Architecting Business Intelligence

Everything you read recently declares: “It seems like all roads lead to business intelligence. For organizations that have started business intelligence initiatives, they soon find that they have huge storage issues.

Typically, DW projects are initiated without a large concern for much more than the software required for actions such as extraction, transition & loading, modeling and report generation. Building and maintaining such systems require you the architect to either contract for or perform design work to ensure that there is focus on deploying user-driven data warehouses that are based on an enterprise architecture and are scalable, fast, available, and secure.

Integration is needed between operational and analytical systems to support the applications.

Six key business goals are needed to ensure that the business intelligence applications that bridge large packaged software applications and data warehouses:

  1. User-driven. Unless data warehouses are designed and architected to address specific business drivers, they will not support the strategic applications considered key to your organization.
  2. Architected. All business intelligence initiatives should be supported by a common enterprise architecture that standardizes processes, components, and tools. The architecture needs to provide a common systems and application infrastructure that makes it easy generate new data marts and modify and leverage existing applications.
  3. Scalable. When you architect a user-driven data warehouse, it typically grows fast, both in numbers of users and volume of data. Huge amounts of detailed data come from both packaged and custom applications that users may want to analyze inside a data warehouse. The correct servers must be included, as well as enterprise storage to manage terabytes of data.
  4. Fast.
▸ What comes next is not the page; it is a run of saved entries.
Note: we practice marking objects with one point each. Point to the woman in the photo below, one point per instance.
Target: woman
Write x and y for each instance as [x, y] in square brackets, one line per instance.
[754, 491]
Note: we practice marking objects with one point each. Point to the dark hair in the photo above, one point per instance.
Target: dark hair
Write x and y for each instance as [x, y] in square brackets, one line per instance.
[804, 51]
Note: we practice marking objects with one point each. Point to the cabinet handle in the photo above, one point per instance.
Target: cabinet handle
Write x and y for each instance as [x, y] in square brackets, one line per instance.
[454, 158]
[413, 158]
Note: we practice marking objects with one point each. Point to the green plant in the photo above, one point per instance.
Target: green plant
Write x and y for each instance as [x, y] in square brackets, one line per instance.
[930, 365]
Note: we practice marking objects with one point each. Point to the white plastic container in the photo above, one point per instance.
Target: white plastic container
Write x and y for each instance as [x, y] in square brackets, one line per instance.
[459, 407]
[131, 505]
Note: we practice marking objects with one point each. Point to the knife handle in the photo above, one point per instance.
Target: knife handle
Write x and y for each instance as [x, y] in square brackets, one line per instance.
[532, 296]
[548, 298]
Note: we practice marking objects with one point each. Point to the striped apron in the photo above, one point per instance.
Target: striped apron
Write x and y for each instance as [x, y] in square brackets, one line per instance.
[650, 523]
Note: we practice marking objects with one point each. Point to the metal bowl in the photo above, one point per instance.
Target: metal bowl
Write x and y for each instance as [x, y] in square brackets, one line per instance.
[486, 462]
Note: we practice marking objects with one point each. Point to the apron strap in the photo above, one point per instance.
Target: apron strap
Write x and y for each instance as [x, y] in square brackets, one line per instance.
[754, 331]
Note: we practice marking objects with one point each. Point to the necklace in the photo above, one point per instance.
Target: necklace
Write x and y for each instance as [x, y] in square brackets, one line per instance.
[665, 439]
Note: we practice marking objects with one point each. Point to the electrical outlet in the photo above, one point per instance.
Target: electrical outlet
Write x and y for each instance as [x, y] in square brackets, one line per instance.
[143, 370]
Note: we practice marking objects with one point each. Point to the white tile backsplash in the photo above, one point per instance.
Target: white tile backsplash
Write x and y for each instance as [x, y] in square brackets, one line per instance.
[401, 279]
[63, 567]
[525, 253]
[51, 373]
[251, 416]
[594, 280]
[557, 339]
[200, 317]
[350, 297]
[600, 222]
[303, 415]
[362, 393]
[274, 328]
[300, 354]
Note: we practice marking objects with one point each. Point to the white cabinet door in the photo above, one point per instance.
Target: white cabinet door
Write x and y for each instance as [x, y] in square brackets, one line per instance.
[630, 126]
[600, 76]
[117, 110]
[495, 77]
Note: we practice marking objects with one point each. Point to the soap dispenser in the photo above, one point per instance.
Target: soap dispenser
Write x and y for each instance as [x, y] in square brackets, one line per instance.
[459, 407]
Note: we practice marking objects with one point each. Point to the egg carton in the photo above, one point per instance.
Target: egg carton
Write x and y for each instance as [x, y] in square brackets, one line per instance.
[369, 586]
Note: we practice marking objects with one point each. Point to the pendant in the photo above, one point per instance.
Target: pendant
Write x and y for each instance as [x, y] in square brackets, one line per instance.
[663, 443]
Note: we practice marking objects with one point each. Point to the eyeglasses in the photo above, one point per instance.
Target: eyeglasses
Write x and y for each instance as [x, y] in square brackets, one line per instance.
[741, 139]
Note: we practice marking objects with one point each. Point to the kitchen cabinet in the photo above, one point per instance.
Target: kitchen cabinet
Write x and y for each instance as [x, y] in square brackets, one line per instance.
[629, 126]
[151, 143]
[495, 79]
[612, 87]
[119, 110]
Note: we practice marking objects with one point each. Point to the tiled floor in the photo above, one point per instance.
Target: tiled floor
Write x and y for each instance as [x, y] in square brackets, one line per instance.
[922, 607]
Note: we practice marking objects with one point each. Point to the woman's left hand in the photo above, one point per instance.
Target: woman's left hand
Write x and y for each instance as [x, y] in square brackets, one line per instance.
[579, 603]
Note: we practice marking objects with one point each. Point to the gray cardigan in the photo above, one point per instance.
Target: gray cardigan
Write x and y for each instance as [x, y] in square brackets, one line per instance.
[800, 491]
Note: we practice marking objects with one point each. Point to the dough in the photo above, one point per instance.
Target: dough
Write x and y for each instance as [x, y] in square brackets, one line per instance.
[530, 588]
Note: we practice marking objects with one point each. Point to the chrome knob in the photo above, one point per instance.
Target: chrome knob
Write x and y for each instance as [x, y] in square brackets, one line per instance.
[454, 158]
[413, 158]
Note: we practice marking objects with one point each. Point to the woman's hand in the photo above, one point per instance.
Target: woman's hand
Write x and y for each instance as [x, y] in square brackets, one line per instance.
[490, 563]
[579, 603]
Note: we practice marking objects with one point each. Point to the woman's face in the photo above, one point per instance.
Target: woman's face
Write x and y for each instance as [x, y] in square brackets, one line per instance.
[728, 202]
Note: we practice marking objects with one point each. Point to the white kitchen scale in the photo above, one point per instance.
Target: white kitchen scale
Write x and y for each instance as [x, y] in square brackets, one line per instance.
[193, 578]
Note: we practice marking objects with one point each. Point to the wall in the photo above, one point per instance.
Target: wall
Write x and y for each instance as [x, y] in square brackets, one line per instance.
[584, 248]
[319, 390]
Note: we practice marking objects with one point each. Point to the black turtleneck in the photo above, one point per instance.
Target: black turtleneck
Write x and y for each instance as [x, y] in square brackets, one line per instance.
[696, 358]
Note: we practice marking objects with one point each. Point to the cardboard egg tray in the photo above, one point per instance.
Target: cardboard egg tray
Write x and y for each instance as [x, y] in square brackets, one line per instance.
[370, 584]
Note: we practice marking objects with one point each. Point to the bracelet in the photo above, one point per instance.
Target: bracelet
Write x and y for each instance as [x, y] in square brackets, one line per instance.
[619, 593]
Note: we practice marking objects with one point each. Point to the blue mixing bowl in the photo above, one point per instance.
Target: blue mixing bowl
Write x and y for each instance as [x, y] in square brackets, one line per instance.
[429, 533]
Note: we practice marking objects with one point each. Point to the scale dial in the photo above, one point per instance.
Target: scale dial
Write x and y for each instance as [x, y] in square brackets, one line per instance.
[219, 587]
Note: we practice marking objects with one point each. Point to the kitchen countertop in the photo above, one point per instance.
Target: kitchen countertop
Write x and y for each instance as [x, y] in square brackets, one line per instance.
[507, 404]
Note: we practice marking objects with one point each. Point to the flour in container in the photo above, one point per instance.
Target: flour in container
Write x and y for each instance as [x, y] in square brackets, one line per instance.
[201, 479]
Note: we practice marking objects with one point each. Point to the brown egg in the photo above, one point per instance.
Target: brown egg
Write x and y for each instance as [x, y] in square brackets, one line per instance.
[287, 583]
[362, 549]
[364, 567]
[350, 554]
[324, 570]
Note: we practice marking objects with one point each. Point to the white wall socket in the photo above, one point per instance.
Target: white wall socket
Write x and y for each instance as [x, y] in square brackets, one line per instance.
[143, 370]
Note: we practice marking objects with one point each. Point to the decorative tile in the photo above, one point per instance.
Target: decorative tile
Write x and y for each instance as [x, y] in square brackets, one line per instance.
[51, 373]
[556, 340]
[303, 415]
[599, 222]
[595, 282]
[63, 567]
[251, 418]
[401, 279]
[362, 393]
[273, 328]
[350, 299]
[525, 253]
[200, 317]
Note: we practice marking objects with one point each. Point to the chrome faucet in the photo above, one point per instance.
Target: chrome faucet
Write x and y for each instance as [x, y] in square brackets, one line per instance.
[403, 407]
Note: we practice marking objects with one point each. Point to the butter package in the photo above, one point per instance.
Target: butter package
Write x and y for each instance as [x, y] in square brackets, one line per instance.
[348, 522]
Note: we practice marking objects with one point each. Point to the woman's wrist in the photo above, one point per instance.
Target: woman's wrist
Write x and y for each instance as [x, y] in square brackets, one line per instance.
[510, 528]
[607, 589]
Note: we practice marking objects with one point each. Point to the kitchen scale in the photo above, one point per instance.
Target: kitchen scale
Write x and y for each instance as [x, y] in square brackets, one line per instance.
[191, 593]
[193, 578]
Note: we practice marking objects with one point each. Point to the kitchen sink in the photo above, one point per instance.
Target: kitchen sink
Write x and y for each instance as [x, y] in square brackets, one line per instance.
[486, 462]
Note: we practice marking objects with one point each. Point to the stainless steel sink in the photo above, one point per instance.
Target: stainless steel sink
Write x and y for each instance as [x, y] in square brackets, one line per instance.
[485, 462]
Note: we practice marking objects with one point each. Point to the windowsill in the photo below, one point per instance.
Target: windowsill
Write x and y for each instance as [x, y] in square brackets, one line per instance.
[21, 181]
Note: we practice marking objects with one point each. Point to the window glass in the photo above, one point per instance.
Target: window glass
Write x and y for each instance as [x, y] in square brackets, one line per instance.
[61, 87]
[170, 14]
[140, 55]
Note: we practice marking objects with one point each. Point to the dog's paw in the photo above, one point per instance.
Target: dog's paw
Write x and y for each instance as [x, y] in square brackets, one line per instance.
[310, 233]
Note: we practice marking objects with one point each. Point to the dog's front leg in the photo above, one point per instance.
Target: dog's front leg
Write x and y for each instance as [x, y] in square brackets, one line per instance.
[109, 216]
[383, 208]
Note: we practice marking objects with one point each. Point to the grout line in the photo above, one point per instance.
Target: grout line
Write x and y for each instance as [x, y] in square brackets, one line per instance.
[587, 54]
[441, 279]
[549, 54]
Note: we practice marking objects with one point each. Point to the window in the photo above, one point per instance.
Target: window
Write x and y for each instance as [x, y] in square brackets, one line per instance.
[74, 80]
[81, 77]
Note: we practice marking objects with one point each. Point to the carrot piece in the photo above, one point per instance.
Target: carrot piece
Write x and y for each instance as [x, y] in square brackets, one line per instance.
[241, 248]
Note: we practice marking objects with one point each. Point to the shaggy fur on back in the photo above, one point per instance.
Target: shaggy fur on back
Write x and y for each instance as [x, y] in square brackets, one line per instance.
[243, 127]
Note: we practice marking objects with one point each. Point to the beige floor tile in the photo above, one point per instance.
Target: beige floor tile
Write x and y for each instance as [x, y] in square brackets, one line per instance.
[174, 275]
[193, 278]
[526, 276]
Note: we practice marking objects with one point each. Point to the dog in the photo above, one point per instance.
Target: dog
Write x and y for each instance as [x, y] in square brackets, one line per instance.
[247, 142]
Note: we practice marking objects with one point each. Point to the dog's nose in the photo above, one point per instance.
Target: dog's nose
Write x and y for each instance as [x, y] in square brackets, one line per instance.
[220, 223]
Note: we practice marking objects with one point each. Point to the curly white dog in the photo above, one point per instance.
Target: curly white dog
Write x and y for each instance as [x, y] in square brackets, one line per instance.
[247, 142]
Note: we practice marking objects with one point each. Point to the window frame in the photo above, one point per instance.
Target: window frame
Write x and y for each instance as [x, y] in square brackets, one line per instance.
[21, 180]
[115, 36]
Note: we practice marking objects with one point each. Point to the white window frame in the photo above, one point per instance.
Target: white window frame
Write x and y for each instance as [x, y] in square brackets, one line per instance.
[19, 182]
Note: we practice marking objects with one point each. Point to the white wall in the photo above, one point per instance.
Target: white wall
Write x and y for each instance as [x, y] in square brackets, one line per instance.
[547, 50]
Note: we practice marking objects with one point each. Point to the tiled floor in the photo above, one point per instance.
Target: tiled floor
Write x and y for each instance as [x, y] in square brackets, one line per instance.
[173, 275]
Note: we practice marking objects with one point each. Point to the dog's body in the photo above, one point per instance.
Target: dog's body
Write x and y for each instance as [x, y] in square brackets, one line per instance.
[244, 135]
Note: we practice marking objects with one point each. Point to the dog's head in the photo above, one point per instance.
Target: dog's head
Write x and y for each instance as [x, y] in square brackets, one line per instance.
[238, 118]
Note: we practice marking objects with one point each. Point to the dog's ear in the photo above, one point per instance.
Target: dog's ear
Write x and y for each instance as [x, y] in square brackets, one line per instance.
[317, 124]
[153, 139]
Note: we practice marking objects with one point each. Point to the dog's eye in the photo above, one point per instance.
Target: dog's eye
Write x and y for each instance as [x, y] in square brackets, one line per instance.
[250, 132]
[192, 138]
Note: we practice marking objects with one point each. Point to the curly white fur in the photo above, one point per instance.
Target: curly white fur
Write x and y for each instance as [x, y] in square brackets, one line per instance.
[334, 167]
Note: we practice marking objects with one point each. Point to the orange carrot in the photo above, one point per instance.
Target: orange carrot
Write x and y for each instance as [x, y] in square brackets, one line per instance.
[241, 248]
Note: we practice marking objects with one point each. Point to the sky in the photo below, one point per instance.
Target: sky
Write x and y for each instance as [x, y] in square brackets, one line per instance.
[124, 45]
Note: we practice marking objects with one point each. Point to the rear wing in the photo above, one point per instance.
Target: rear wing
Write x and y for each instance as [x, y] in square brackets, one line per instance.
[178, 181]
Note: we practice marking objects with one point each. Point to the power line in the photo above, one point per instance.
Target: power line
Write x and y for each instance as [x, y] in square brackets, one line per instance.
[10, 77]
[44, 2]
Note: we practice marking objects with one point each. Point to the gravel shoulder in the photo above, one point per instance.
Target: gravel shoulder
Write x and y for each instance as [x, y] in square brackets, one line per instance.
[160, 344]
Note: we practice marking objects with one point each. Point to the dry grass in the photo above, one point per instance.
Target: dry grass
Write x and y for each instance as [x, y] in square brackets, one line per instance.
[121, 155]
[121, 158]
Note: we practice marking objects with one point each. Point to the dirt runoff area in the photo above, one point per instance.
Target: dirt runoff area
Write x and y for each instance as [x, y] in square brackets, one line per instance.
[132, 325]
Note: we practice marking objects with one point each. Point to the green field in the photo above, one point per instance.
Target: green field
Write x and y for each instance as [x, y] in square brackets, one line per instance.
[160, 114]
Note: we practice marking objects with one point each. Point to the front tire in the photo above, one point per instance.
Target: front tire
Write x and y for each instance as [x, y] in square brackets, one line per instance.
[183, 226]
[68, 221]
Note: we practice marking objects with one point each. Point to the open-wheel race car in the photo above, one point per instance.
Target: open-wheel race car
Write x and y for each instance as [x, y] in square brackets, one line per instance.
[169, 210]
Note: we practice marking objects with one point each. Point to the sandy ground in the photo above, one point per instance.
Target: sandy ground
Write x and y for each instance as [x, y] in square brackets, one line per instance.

Users always want speedy responses to their queries, but this is always the expectation with any system. Massive systems require powerful servers designed for precisely the purpose of handling complex query workloads.
  5. Available. Data warehouses supporting analytic systems will be continuously updated. Users and applications will want real-time information from the previous day, previous hour, or even the previous minute. Loading and backup and restore capabilities must be planned in order to minimize the impact of any unforeseen outages.
  6. Secure. If you must open up a data warehouse to external parties and link them with multiple heterogeneous systems, close attention must be paid to security issues. Access control and encrypted data are also considerations that you need to make.